13.8 Less Invasive Stimulation Procedures
Electrical retinal stimulation can also be performed placing electrodes outside the eye. It has been shown that even by using corneal electrodes or electrodes placed onto the scleral surface it is possible to elicit visual phosphenes. Gekeler and colleagues investigated phosphenes upon electrical stimulation via DTL electrodes placed in the fornix. They found that in some RP patients such phosphenes could not be elicited. The rheobase for RP patients was 0.69 + 0.10 mA which is 18 times higher than for normal individuals [8]. Similar experiments were performed by Delbeke and colleagues. They used corneal surface electrodes with large periorbital reference electrodes. Their estimation for rheobase varied between 2.14 and 8.16 mA and for chronaxie they found values between 0.45 and 0.87 ms whereas for healthy volunteers rheobase was 0.28 mA and the mean chronaxie was 3.07 ms [4]. In our own experience in patients with advanced stages of retinitis pigmentosa the currents necessary to obtain visual percepts with such approaches are very high and close to current with which other subjective sensations such as pain or muscle tics were evoked. Such approaches are proposed to identify patients prior to surgery who may benefit from a chronic implant. Only those patients would be selected in which phosphenes can be obtained with such non-invasive techniques. However, we learned that in RP patients even when they do not respond to external stimulation or the stimulation has to be stopped because of unpleasant somatosensory sensations the same patient may have visual sensations with a chronic implant.1 Therefore, we feel that such a test is not useful to identify good candidates for retinal implants.

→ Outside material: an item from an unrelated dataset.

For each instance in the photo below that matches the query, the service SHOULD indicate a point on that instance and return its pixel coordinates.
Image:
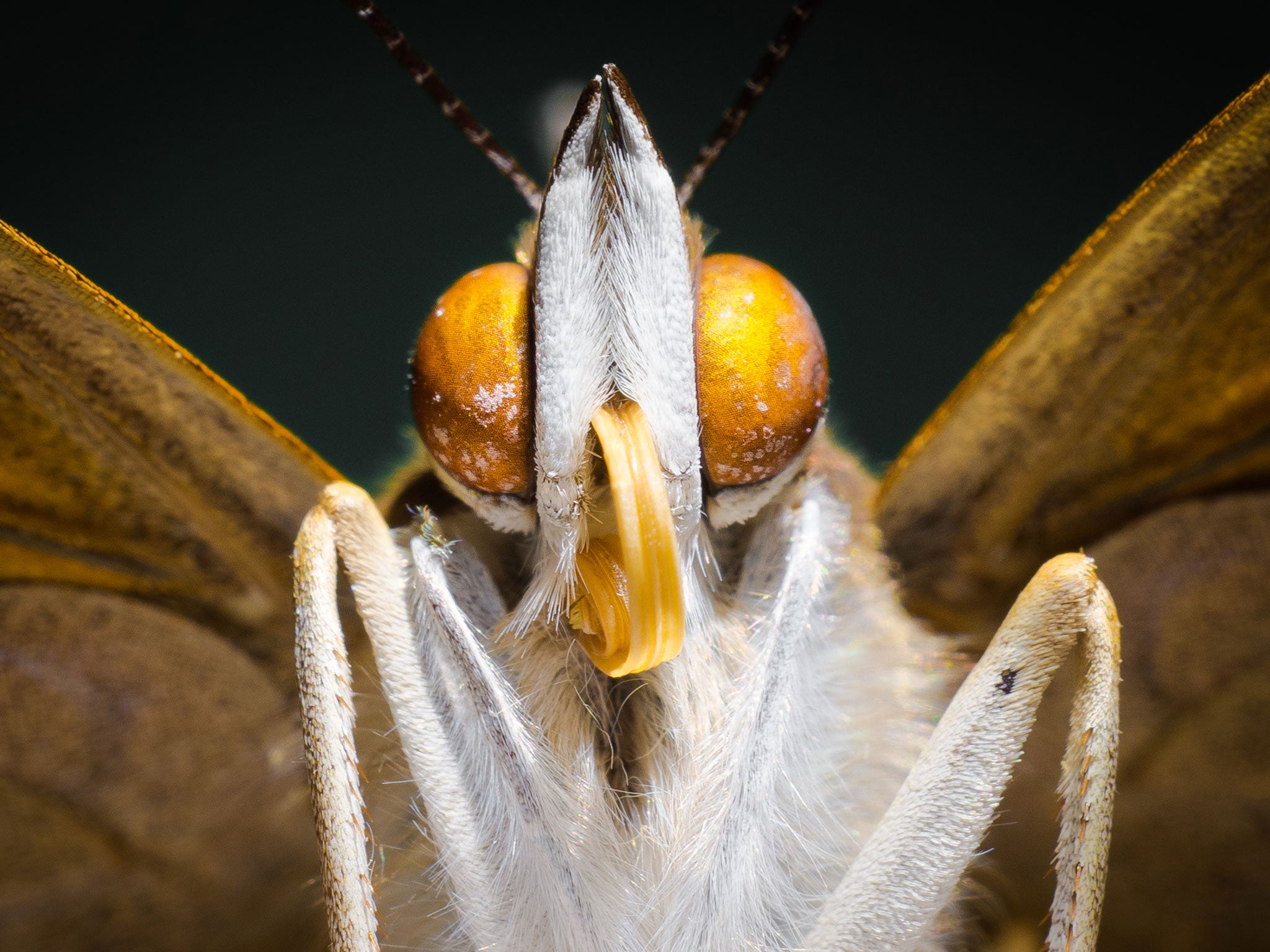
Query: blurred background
(265, 183)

13.9 Conclusions and Outlook
The available data from acute trials in electrical retinal stimulation showed that at least with epiretinal stimulation visual responses can be obtained and that the energies necessary to achieve such responses are dependent on the material of the electrodes and on their sizes and shapes. A close contact between the electrode and the retina is desirable to elicit visual responses with low stimulus intensities. A deeper knowledge of the mechanisms of retinal stimulation as well as of the phosphenes which are elicited and their role in providing vision for a blind patient is necessary. Such information can only be obtained by chronic stimulation experiments in which enough time is available to study more stimulus parameters, more electrode positions over a longer time period and to allow the patients to learn how to interpret the percepts
1Walter (2005) unpublished observation.